Weekly attendance figures published by the government show there were 223,000 pupils in England’s schools last Wednesday (May 6), up from 197,000 (2.1 per cent) at the same point the week before.
The data also shows that the proportion of establishments open reached 81 per cent last week, the highest seen since March 27, at the end of the first week of partial closures.
Schools have been closed to all but the most vulnerable pupils and the children of key workers since March 20, and attendance numbers dropped substantially from 3.7 per cent on March 23, the first day of partial closures, to a low of 0.9 per cent during the Easter holidays.

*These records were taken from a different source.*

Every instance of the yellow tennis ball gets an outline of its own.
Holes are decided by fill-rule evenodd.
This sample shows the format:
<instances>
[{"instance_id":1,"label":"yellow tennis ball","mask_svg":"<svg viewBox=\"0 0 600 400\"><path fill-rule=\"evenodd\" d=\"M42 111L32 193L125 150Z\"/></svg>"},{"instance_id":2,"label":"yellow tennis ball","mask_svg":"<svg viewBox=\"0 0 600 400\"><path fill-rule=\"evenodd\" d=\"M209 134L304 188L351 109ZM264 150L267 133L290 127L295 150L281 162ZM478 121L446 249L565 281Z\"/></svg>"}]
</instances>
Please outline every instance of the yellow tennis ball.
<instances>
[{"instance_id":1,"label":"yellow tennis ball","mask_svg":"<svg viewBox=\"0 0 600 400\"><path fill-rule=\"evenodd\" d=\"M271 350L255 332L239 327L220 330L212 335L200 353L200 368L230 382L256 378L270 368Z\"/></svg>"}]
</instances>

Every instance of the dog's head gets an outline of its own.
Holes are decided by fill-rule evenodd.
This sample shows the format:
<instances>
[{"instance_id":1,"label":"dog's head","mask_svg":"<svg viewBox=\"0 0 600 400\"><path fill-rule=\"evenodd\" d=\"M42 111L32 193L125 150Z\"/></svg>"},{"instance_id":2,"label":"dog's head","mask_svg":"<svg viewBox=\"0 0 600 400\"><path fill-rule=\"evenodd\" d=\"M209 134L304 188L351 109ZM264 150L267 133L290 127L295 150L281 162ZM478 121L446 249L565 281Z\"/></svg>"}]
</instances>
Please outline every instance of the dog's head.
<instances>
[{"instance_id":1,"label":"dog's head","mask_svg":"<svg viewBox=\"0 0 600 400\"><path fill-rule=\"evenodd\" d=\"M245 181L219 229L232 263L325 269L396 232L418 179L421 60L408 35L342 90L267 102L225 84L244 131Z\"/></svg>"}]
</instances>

The low attendance figures, particularly among vulnerable pupils with support needs, have prompted concern about whether pupils are getting the right help.
Following the overall rise in attendance, the government now estimates that around 14 per cent of children classed as “vulnerable” attended school last Thursday, up from 12 per cent on April 30.
The proportion of children of key workers has also risen in that period, the government said, from 4 per cent to 5 per cent.
The number of teaching staff attending also rose to a high of 111,000 last Wednesday, the highest level since March 26.
It comes after the government told schools and local authorities to urge more vulnerable pupils to attend school.
The government’s recovery strategy, published yesterday, acknowledged that low numbers of “vulnerable” children, who are allowed to attend school now, are doing so, and states that local authorities and schools should “urge more children who would benefit from attending in person to do so”.